Background Systemic Lupus Erythematosus (SLE) has a large clinical spectrum, ranging from mild to severe disease. Some studies have proven correlations between specific autoantibodies and particular clinical manifestations. The aim is to assess if there is any correlation between autoantibodies and clinical manifestations in our sample.

Methods Retrospective longitudinal study of juvenile-onset SLE patients evaluated in Pediatric Rheumatologic unit of a tertiary Hospital.
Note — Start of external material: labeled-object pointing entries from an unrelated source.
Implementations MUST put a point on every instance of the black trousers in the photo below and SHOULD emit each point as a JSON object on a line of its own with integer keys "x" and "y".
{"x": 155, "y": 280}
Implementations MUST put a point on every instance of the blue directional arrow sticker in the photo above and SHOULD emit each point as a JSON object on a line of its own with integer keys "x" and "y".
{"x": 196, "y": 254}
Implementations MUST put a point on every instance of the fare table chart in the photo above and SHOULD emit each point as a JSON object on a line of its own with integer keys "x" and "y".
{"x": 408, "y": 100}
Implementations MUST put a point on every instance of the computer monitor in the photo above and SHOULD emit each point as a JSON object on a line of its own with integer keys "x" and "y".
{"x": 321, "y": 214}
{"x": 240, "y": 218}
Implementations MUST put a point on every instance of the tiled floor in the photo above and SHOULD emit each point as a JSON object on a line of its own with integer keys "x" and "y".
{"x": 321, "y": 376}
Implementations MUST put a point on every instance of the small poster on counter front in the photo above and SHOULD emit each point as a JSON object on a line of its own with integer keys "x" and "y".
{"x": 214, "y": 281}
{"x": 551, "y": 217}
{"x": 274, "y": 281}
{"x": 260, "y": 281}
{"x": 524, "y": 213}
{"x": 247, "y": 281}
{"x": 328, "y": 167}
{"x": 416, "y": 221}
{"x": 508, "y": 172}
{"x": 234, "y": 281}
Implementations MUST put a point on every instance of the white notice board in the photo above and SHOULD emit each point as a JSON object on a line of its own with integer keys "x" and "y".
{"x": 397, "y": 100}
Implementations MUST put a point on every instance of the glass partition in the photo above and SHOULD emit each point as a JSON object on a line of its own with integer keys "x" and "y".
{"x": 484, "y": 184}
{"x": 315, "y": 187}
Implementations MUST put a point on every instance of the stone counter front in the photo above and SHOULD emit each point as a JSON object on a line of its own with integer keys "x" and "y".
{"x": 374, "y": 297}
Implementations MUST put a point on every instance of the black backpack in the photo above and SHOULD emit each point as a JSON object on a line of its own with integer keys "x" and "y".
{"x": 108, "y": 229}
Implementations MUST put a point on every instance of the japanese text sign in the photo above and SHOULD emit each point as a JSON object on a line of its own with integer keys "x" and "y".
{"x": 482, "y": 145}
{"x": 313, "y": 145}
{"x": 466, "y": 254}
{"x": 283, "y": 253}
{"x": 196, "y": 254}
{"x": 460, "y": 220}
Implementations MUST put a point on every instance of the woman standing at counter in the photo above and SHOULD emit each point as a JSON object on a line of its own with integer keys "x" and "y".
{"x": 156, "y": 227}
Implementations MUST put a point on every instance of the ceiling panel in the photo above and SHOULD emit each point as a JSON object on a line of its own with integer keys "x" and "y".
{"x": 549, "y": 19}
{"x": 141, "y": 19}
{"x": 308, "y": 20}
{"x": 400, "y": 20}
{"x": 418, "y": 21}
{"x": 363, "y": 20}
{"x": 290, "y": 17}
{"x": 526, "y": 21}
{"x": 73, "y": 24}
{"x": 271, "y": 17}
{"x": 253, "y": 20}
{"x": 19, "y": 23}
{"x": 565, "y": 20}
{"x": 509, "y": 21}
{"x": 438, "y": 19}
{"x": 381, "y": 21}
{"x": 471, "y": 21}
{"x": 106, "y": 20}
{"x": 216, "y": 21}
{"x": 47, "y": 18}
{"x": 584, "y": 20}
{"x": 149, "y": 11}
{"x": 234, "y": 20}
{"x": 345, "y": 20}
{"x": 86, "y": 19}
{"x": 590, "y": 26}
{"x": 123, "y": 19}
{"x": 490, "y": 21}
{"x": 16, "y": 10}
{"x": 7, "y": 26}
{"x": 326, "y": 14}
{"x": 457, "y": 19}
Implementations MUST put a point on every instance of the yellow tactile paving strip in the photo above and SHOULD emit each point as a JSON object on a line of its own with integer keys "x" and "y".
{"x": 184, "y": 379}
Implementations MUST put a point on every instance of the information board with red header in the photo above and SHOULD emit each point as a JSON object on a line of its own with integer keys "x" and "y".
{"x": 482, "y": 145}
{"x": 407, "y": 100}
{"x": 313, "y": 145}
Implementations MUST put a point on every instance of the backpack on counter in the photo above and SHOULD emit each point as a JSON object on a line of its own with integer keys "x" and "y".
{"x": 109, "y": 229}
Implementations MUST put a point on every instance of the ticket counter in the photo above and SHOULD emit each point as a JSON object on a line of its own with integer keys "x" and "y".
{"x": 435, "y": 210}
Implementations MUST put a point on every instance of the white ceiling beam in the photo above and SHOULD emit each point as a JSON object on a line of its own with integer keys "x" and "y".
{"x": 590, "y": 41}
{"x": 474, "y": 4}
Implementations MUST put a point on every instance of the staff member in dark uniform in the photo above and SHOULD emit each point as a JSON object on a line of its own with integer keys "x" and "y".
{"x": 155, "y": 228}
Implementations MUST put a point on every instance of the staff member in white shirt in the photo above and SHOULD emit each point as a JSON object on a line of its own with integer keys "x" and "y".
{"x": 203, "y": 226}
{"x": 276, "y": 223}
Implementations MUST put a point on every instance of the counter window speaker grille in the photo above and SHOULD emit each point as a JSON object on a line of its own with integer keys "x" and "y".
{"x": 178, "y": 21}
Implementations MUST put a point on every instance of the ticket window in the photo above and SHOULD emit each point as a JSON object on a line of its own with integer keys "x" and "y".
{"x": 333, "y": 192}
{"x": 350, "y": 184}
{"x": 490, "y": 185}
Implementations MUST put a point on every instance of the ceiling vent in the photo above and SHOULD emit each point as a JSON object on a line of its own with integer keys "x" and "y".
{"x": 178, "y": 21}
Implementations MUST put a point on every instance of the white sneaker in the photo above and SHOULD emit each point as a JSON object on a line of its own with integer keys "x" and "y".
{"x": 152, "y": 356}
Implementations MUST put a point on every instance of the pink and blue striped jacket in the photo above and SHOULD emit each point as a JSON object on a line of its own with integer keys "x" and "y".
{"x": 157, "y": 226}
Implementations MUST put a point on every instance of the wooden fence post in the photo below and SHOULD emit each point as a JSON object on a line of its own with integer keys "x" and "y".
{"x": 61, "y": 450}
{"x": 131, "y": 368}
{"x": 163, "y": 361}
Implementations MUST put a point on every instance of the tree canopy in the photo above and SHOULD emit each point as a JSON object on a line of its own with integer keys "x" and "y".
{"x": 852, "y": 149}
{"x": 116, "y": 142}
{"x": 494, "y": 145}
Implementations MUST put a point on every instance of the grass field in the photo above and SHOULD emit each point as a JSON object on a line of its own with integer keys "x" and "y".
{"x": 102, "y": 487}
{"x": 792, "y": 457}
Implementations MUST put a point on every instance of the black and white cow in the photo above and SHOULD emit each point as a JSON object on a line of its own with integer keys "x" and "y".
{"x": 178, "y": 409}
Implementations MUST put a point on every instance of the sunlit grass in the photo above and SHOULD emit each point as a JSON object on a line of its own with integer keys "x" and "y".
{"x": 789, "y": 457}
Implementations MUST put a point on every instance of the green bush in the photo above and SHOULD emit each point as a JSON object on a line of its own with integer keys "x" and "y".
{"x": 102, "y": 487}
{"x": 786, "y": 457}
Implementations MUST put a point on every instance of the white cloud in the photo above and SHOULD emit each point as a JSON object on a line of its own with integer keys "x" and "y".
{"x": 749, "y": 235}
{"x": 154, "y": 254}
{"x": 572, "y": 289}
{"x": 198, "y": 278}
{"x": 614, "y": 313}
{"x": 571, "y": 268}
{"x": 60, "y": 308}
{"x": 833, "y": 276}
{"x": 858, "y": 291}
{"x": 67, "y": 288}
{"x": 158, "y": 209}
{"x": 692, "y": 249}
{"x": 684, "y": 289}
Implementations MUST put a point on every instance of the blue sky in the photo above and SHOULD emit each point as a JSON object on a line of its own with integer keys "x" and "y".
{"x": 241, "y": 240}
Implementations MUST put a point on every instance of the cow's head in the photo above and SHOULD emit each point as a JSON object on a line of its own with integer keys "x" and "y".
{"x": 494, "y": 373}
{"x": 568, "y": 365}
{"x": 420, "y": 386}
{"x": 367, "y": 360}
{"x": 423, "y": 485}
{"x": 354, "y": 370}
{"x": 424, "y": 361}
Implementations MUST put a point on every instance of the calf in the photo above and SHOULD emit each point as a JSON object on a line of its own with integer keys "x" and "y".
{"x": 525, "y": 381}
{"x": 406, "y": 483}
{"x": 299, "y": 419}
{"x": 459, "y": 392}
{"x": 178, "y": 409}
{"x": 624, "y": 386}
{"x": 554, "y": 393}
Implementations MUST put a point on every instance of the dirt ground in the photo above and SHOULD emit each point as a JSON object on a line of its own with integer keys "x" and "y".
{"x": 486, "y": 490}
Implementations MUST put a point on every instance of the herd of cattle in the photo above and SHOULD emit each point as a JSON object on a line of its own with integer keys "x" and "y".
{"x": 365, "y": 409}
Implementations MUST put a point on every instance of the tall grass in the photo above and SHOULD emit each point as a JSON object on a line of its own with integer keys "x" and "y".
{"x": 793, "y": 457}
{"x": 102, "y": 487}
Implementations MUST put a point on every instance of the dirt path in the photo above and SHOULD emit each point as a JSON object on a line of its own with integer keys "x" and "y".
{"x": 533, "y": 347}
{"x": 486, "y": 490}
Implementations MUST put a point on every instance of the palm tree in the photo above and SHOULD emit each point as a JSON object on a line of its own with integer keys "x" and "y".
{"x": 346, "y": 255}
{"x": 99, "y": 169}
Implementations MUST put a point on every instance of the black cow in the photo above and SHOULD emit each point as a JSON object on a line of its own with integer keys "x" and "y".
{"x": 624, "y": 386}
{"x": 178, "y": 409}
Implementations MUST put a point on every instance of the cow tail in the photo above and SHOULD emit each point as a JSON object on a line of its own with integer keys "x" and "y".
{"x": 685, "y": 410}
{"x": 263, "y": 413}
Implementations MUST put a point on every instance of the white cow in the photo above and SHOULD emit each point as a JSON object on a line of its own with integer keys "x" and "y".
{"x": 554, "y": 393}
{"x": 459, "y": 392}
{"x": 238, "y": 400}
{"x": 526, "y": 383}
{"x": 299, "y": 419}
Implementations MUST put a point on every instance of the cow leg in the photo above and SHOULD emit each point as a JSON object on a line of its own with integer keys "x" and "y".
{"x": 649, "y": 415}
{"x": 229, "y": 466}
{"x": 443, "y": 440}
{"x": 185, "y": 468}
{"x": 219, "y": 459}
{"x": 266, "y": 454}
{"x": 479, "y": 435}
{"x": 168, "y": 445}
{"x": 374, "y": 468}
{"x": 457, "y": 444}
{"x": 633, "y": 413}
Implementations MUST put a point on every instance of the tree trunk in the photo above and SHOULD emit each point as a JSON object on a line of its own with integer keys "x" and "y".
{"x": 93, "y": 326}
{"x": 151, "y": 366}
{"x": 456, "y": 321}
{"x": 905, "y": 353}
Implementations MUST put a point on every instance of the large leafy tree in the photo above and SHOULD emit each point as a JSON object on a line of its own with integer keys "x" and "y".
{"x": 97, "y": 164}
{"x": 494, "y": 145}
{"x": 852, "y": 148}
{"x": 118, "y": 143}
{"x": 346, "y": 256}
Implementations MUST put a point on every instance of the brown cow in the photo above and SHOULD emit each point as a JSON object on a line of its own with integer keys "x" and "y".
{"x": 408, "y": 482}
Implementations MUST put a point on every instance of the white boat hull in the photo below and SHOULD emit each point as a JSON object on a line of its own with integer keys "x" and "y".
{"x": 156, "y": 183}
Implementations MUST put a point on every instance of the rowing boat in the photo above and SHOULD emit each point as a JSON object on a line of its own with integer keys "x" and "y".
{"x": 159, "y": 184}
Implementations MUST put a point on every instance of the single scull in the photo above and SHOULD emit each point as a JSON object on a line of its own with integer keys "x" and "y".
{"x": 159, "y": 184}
All patients fulfilled both 2012 and 2019 EULAR/ACR classification criteria for SLE. Juvenile-onset was defined as age at diagnosis <18 years. Demographics and clinical characteristics were collected. Statistical analysis was performed with qui-square test by SPSS® software. Results were considered statistically significant if p<0.05.

Results 30 jSLE patients were included (90%female) with median (min-max) age of 21 (16–35) years old, with mean (SD) age of diagnosis of 15.8 ± 2.1. Mucocutaneous manifestations occurred in 25, articular involvement in 16, hematologic in 14, renal in 12, pulmonary in 1, pleuropericardial in 2 and another 2 with thrombotic events. All were positive for antinuclear antibodies: 18 with speckled pattern, 11 homogeneous and 1 nucleolar. 11 jSLE were positive for antinucleosomal autoantibodies, 10 anti-SSA antibodies, 8 anti-histone, 7 anti-ribossomal P protein antibody, 4 anti-Sm, 4 anti-RNP, 4 Lupus anticoagulant, 3 had autoantibodies against β2-glycoprotein I, 2 anti-cardiolipin and 2 anti-SSB antibodies. The presence of antinucleossomal (p=0.003) and anti-SSA (p=0.04) antibodies was significantly associated with articular involvement; anti-histone with renal manifestations (p=0.005) and lupus anticoagulant in serosal involvement (p=0.02).

Conclusions Anti-histone antibodies have been linked to lupus nephritis disease activity. The other associations are not described in the literature. Sample size is a limitation and further studies in our population are required.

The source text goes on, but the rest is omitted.